The Big Lebowski (1998)

I’ve never liked Withnail and I. Never having been a great imbiber myself, nor having lived like a student in some horrendous bedsit slum, I’ve never seen the appeal of a celebration of losers who spend all their time drinking. Which perhaps makes me closer to the other Lebowski. I’ve never really liked The Big Lebowski though I’m starting to warm to it since I’m starting to appreciate it for what it is, rather than what it’s not. Sometimes films don’t reveal themselves to you properly first time around because you’re concentrating on the plot so hard, you don’t leave yourself open to whatever else the film may be offering you. It’s only on a 2nd or 3rd viewing when you know the plot that the incidentals of character or humour or insight start to break through.

Spartan (2003)

I appear to have had a mini David Mamet season this week.

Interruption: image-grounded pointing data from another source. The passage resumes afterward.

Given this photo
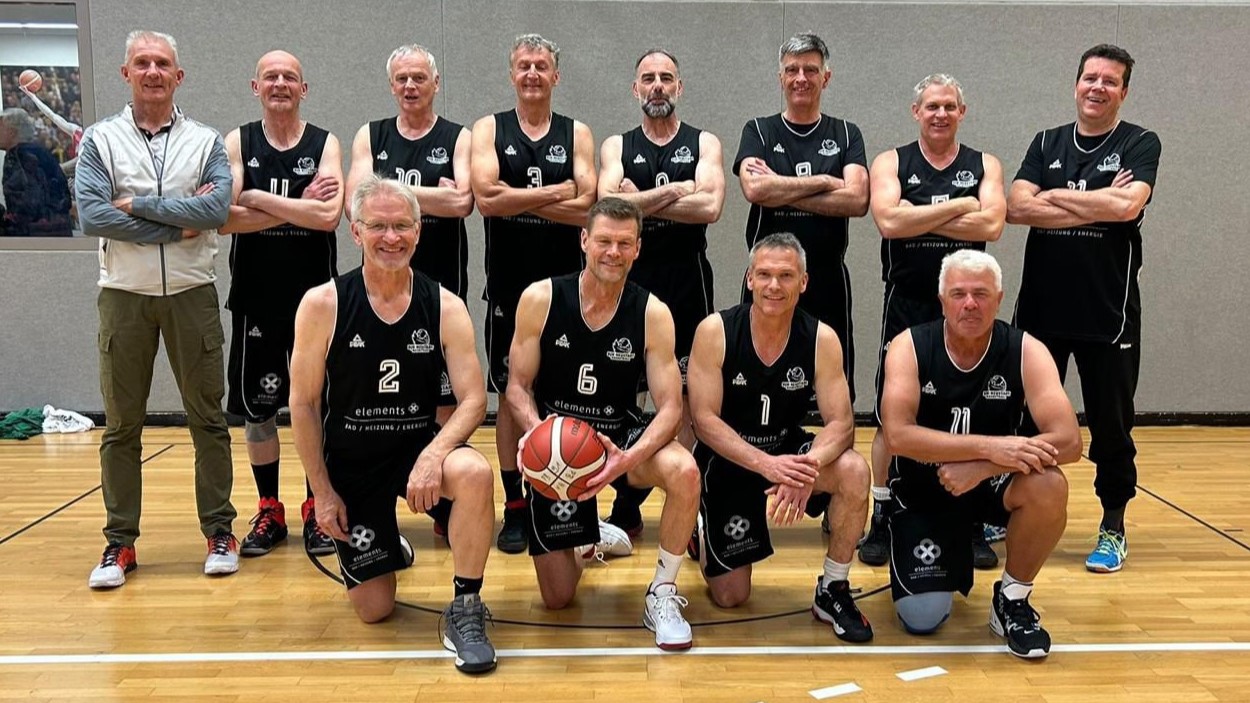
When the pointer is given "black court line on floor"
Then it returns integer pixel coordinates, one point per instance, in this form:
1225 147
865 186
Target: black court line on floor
66 505
399 603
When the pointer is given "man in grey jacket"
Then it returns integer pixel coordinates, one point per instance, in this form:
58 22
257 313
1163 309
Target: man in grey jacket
154 185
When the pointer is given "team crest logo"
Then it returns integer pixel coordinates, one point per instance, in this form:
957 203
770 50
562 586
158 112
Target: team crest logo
623 350
996 389
438 155
964 179
420 343
926 552
270 383
305 166
795 379
736 528
564 510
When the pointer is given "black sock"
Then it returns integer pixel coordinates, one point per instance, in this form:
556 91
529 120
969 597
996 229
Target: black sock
466 586
511 479
266 479
1113 520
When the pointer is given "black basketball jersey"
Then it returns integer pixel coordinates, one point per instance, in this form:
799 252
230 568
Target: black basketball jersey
766 404
591 374
911 264
986 399
650 165
801 150
381 379
1081 282
271 269
443 250
521 249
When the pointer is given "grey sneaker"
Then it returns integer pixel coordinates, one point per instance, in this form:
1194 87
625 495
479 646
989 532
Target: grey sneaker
465 634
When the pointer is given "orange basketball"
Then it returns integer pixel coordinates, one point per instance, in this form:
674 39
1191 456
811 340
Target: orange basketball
30 80
560 455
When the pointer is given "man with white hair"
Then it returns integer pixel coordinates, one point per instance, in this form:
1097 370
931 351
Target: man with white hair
805 173
534 179
955 390
369 347
286 202
930 198
154 185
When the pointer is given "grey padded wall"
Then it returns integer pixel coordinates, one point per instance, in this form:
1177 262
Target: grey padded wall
1016 61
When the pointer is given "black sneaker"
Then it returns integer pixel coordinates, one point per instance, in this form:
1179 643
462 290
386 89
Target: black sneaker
984 557
315 541
1016 622
465 634
875 548
268 529
513 537
835 606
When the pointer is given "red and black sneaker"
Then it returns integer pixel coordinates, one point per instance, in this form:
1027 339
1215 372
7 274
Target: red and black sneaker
315 542
116 562
268 528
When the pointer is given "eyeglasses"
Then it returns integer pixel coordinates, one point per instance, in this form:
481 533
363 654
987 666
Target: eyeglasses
380 228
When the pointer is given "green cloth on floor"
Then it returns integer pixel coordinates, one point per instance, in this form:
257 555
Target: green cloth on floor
21 424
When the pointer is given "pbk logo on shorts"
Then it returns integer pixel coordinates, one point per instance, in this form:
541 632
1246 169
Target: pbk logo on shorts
270 383
926 552
564 510
361 538
736 528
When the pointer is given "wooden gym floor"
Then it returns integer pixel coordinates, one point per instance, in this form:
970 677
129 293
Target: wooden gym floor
1173 626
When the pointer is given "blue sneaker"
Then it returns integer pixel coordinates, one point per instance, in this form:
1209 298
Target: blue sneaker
1110 553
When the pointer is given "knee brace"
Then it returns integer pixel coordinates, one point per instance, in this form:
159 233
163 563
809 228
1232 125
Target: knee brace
924 612
260 432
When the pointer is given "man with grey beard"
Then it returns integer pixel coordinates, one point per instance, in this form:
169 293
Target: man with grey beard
673 173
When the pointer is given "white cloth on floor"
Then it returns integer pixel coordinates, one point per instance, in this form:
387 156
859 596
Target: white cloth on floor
64 420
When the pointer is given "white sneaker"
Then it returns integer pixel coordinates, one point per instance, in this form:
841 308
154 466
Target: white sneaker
223 554
663 616
613 541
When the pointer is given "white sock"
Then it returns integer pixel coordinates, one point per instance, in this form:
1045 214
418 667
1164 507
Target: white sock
835 571
1015 589
665 568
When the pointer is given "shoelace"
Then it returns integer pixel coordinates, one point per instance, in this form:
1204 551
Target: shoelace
219 544
111 553
265 520
470 622
670 607
1109 543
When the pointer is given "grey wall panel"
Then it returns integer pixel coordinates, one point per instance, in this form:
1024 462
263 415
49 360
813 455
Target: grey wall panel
879 51
1191 64
1015 60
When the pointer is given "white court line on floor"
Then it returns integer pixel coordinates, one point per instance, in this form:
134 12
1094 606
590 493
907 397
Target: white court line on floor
191 657
833 691
916 674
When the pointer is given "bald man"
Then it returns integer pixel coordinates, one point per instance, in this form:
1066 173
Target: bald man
288 199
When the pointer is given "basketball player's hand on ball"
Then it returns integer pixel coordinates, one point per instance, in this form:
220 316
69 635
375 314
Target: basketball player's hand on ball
960 477
616 462
331 517
795 470
323 188
788 503
424 482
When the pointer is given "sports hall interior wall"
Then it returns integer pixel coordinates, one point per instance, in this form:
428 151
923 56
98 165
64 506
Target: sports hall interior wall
1016 63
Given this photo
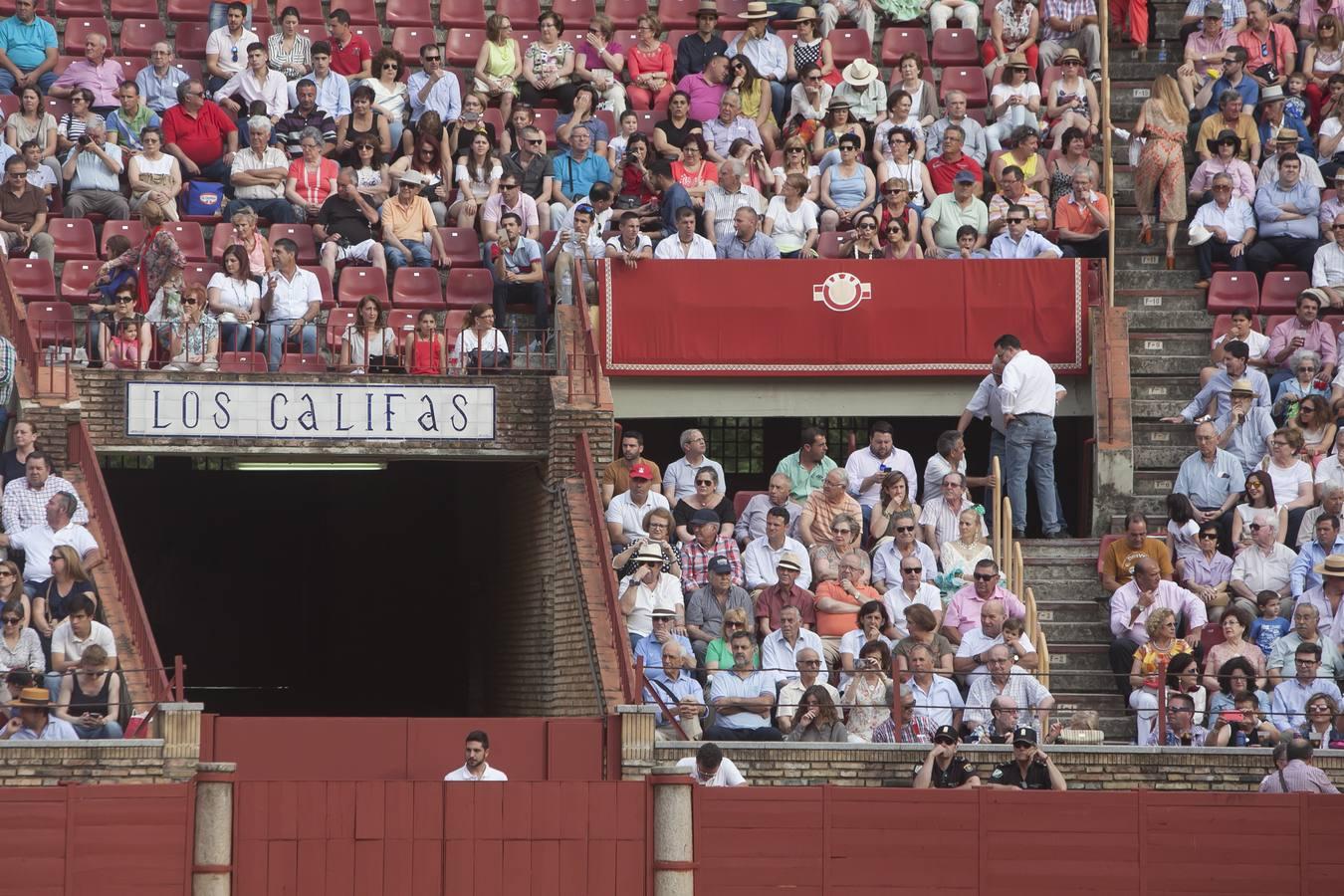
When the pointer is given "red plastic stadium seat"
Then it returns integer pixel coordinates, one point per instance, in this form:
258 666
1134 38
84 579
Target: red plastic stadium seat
73 238
417 288
188 10
80 29
303 364
242 362
521 11
360 12
407 41
461 14
970 81
191 238
337 322
848 45
469 285
303 235
199 273
355 284
33 278
828 245
1278 295
190 39
956 47
463 246
77 277
625 14
138 35
576 14
51 323
898 42
407 12
461 46
1229 291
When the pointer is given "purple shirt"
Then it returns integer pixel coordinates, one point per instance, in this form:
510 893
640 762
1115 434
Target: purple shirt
705 97
1319 337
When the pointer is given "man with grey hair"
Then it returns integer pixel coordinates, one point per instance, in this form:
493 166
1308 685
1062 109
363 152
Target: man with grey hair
974 141
730 125
258 176
1266 564
93 166
679 479
723 199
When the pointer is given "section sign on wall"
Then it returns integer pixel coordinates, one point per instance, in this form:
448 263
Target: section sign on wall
307 411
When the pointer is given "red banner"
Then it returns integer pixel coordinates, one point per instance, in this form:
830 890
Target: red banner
839 318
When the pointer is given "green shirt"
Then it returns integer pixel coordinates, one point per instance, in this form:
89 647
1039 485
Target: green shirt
803 483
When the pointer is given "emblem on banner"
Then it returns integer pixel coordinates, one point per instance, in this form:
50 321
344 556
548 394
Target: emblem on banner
841 292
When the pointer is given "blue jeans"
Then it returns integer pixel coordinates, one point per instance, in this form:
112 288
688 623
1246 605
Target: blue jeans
219 16
1031 448
421 257
107 731
277 335
7 81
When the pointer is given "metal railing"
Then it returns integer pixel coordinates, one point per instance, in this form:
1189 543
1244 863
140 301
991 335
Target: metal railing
114 554
621 641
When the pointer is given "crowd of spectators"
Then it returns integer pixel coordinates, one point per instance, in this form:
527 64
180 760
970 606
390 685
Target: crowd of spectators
734 142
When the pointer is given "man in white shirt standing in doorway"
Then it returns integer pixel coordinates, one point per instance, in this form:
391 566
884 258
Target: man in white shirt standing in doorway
1027 398
476 768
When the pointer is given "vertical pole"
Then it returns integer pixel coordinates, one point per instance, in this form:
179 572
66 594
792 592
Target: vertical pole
674 837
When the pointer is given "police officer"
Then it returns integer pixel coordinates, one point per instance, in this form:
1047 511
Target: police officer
1029 768
943 769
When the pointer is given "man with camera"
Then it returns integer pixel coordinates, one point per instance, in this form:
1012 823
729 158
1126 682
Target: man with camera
345 227
93 166
23 214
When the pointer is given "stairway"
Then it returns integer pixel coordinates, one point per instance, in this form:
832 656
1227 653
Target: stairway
1062 573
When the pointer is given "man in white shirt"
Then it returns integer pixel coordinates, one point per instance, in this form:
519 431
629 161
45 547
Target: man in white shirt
1222 231
476 768
37 542
1027 396
868 466
711 769
292 301
761 557
679 479
625 515
226 47
684 243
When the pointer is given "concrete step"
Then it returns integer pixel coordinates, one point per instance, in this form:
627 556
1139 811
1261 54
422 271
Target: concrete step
1185 299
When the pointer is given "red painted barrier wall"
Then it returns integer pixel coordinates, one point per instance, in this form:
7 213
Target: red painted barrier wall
363 749
97 840
829 841
429 838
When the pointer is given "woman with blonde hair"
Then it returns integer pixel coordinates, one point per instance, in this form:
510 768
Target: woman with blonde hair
499 65
1162 162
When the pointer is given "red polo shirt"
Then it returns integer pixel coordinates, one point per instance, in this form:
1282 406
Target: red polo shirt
941 172
349 60
200 137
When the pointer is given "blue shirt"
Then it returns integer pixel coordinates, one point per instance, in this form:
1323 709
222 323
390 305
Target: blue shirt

This film marks a major break in his filmography as it takes in bits and bobs from the action movie genre. It’s still full of guys saying things like, “The way it’s gonna be is the way it’s gonna be,” and breaking people’s arms. But it’s in widescreen, it’s unrelenting and it’s not polite. Although no one actually comes out and says it, this seems to be a film about the kidnapping of the daughter of the President of the United States. She might be a senator’s daughter, or even a congressman’s, but if I was paying enough attention, I don’t think anyone outright comes out and says it. The other thing is that Val Kilmer is back from the wilderness.